Exo

Exo is a curiosity-driven exploration of generative AI tools, taking the form of an opening sequence for a hypothetical documentary. The subject was the visual territory where mineral formations and arthropod exoskeletons meet — surfaces that are dense, layered, and structurally complex in ways that conventional production rarely reaches.

 

Mineral matter was the starting subject — a visual world with its own internal logic: the opacity-to-translucency gradients, the intricate geometry, the particular way light refracts through them. From that study came a second insight: to inhabit this world with visually stunning creatures, the arthropods.


 

At a distance, an exoskeleton reads as an organic form — curved, continuous, alive. Up close, it's something else entirely: rigid, segmented, assembled from interlocking pieces with a precision that looks more engineered than grown.

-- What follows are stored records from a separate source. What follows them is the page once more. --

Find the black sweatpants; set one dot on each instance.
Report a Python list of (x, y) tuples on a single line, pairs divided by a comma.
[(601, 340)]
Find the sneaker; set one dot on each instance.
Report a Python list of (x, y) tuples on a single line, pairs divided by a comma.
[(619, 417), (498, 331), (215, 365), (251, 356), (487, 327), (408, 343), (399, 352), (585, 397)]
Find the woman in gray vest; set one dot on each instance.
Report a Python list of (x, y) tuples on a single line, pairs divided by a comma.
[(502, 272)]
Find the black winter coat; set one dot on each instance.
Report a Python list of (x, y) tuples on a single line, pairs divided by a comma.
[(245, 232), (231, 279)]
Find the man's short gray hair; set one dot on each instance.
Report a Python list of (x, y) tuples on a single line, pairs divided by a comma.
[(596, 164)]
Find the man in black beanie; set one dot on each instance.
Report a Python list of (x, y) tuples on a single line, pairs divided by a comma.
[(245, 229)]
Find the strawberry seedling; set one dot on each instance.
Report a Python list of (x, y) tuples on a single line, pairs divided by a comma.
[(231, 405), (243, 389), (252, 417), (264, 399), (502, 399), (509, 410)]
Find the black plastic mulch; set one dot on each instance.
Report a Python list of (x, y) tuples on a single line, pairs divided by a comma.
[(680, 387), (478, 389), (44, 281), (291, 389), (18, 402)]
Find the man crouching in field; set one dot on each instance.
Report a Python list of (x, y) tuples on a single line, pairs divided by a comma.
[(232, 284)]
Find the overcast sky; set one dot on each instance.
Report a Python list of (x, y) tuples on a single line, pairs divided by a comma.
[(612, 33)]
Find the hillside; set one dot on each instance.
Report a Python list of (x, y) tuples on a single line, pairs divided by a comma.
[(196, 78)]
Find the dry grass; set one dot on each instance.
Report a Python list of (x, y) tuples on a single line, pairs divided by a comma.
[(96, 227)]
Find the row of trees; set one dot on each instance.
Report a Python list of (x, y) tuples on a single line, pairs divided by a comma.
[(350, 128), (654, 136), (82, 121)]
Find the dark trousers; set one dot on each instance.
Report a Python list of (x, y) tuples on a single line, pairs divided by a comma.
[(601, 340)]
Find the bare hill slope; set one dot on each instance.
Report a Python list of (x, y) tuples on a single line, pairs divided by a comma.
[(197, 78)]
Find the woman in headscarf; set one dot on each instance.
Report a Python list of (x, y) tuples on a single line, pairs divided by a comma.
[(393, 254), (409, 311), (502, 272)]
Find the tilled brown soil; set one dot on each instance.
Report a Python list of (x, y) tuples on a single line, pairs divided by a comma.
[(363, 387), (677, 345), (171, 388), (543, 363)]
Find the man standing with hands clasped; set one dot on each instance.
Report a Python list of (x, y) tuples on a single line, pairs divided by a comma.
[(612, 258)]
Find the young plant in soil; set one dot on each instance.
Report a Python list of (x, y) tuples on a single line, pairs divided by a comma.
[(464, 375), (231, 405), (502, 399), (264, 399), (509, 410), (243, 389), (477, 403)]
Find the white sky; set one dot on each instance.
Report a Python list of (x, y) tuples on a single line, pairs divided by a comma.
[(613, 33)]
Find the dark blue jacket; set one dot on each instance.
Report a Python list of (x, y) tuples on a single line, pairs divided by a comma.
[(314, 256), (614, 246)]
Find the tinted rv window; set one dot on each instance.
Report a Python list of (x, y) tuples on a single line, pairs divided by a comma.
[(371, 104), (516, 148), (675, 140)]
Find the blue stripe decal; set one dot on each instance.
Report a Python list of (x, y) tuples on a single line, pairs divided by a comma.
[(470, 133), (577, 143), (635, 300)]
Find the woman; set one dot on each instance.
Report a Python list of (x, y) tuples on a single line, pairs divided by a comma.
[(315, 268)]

Both realms are built from hard pieces fitted together, both surfaces interact with light through their material architecture, and the distance you need to tell them apart keeps getting smaller the more carefully you observe.

 

The mineral palette was fixed early: stones chosen for the specific way their interiors catch light. Several arthropod species followed, selected against those same criteria. From there, the process moved fluidly between premise and iteration—some directions were deliberate, while others surfaced unexpectedly.

Gen AI doesn't replace creative direction; it scales it. And that scaling fundamentally changes how work is done.

A single direction generates a hundred frames. A color choice branches into dozens of variations. A sonic idea produces thirty tracks before the right one emerges. This volume demands a new kind of creative mastery: not the ability to materialize a vision from scratch, but the ability to build that vision while navigating branches of possibilities.

For now, the generative process lacks the rigid control of a choreographed production—and that is exactly why it’s compelling. The real trade-off isn’t between intention and chaos; it’s between knowing exactly what you’ll get and staying open to something better that arrives uninvited.